A Seventh-day Adventist congregation in the center of Tokyo, Japan, had dwindled to fewer than 10 active members, prompting fears it would be closed.
Instead, local leaders of the movement designated the church as the "Setagaya Youth Church," and today, membership is thriving as young adults continue to find nourishment for their faith.
The now-regular weekly Sabbath attendance of 25 to 30 people, one-third young adults, jumps to as many as 70 for a monthly Bible seminar. Many of the young people stay at the church over the weekend in sleeping bags, eating meals together, and going to the nearby onsen, or public bath, at night. On Saturday night there’s a fellowship time at the church for the young people.
“I enjoy this church because people in my age group are here”
Jin Kaidi, a Chinese young adult, age 23, is one of those young adults. He is studying chemistry at Tokyo Denki University, and began attending Adventist worship when Pastor Yasuki Aoki, who also is Youth Ministries Department director for the Japan Union Conference, invited him. Two years ago, Kaidi was baptized and now attends the Setagaya church.
“I enjoy this church because people in my age group are here,” he said.
Risa Horita, also 23, came from a non-religious family but found the Seventh-day Adventist Church while a student at Glendale Community College in California. She started attending the Setagaya Youth Church and participated in "Youth Rush Japan," an evangelistic outreach, last year. She said she “enjoys passing out tracts to homeless people along with a bottle of water.”
Church leaders, including Aoki and Daniel Fukuda, a youth literature evangelism leader who works for the Japan Union Conference, say the Setagaya Youth Church offers three programs—each once a month—with young adults in mind.
The “@Church” meetings are designed for people to invite their non-Christian friends to church for the weekend. Subjects include creation vs. evolution, what is the Bible, and what is Christianity.
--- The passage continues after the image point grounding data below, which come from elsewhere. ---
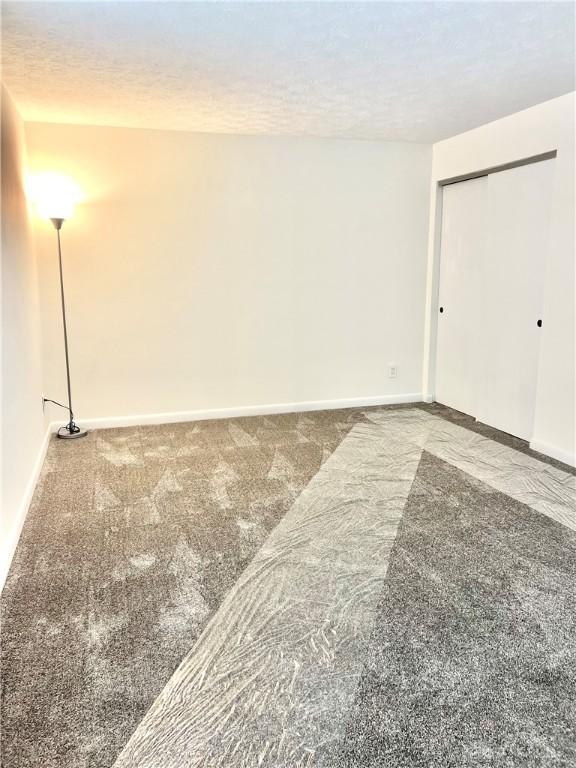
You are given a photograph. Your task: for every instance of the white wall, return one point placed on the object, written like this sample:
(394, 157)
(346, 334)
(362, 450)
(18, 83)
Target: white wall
(208, 272)
(545, 127)
(22, 422)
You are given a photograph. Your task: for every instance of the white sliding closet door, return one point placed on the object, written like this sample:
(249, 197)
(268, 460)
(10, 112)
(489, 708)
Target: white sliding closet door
(517, 215)
(462, 246)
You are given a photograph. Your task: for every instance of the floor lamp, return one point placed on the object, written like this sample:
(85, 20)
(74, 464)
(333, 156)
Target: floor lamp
(71, 430)
(55, 201)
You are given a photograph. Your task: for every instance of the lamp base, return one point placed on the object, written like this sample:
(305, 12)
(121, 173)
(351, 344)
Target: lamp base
(71, 431)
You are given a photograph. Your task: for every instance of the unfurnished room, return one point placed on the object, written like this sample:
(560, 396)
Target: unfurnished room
(288, 391)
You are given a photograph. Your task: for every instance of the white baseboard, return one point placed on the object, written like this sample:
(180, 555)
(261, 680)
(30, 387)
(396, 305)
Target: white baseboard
(9, 546)
(553, 452)
(108, 422)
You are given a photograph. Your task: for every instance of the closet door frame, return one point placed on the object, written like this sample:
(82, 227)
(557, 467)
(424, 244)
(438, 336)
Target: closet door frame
(430, 394)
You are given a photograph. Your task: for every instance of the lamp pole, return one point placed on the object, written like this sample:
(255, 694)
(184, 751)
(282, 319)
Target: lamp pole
(71, 430)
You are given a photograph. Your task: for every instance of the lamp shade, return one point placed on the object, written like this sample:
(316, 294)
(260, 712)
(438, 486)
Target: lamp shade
(54, 195)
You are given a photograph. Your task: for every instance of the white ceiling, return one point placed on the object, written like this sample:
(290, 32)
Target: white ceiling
(411, 71)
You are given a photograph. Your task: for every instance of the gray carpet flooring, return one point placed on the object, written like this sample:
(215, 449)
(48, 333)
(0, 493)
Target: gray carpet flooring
(140, 542)
(472, 659)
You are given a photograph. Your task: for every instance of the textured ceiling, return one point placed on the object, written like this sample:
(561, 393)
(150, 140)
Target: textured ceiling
(412, 71)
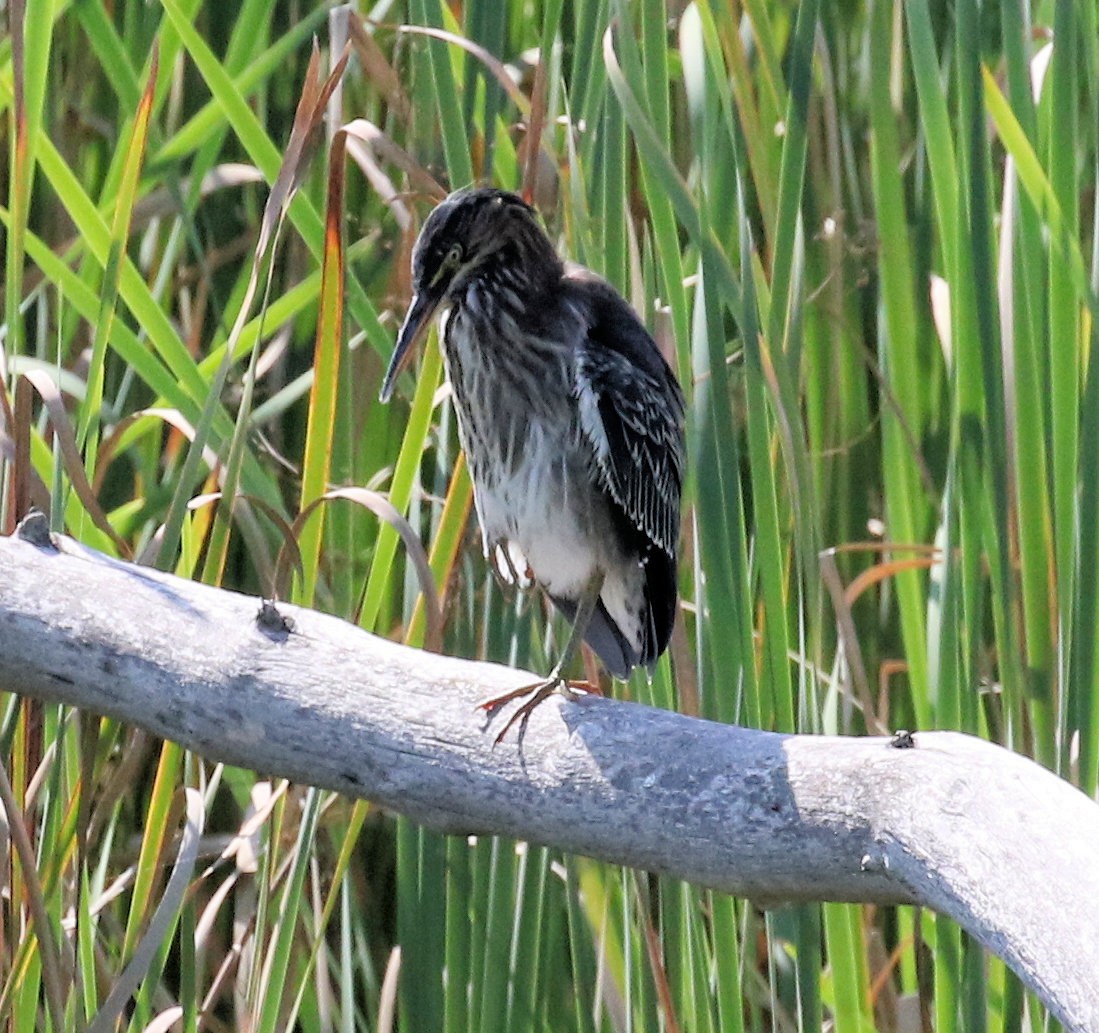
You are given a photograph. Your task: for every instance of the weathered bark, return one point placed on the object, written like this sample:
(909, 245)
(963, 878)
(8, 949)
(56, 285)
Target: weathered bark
(951, 822)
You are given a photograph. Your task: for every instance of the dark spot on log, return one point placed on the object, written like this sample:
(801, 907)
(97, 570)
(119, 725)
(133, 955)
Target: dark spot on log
(34, 529)
(275, 625)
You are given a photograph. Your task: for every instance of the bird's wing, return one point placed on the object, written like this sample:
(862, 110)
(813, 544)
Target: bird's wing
(632, 412)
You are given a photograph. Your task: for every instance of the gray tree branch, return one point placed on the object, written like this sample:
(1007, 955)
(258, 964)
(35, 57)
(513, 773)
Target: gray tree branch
(954, 823)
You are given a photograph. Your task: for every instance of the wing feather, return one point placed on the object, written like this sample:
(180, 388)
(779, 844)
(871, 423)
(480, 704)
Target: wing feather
(632, 412)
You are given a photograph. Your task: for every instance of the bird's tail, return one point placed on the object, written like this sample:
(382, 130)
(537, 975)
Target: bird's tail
(602, 634)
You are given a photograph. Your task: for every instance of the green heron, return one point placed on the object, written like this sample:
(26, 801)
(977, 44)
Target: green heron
(572, 423)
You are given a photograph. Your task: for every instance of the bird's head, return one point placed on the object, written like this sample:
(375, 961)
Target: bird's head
(461, 235)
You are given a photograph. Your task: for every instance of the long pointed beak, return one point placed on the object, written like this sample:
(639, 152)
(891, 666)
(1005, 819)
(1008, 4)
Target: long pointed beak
(414, 328)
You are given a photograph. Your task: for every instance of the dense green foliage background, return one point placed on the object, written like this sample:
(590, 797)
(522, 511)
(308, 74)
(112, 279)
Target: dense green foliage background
(863, 232)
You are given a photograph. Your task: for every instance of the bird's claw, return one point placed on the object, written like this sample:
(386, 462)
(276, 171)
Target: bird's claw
(537, 692)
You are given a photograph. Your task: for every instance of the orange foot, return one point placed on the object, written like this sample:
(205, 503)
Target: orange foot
(537, 692)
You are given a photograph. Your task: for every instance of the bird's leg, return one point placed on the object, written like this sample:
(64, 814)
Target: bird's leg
(556, 681)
Every Thursday evening, there’s an English-Japanese language exchange meet-up gathering at the church for the community.
A deeper dive into Bible topics is offered via the “@Jesus” meetings. These have covered studies of Daniel and Revelation, 1844, the Three Angels Messages, and a program on how to give a Bible study.
Practical evangelism is taught in the “@World” meetings. The congregation seeks to do as much volunteer work in the Setagaya district as possible. A group of community people gather at the Setagaya Church every other Friday to have special fellowship meeting on how to better serve the community. A special Christmas program drew 30 visitors from the neighborhood.
Over the next few years, the @World group will plan and organize two to three weeks of literature evangelism every winter, spring, and summer for young people at various locations all over Japan.
Perhaps the most ambitious effort is “Gideon 300,” where Setagaya seeks to equip 300 young people to become disciples and leaders for the church and send them out across Japan in evangelistic efforts.
Kameyama Hartuo, who after studying theology at an Adventist college in Thailand started a self-supporting media and discipleship training ministry, also attends the Setagaya Youth Church. He preaches and leads Bible study groups there, as needed.
“Beside producing media that is relevant to young people in Japan, which is my official ministry, I love going to restaurants and ‘Izakaya’ (Japanese bars) with non-Christian friends. Of course, I don't drink there, but these friends feel free to ask me about my faith and life style and then I can break down biblical concept of life as well as my conviction in Jesus.”
From a congregation on the brink of collapse, it appears that Setegaya Youth Church is now showing the way to revival in Japan.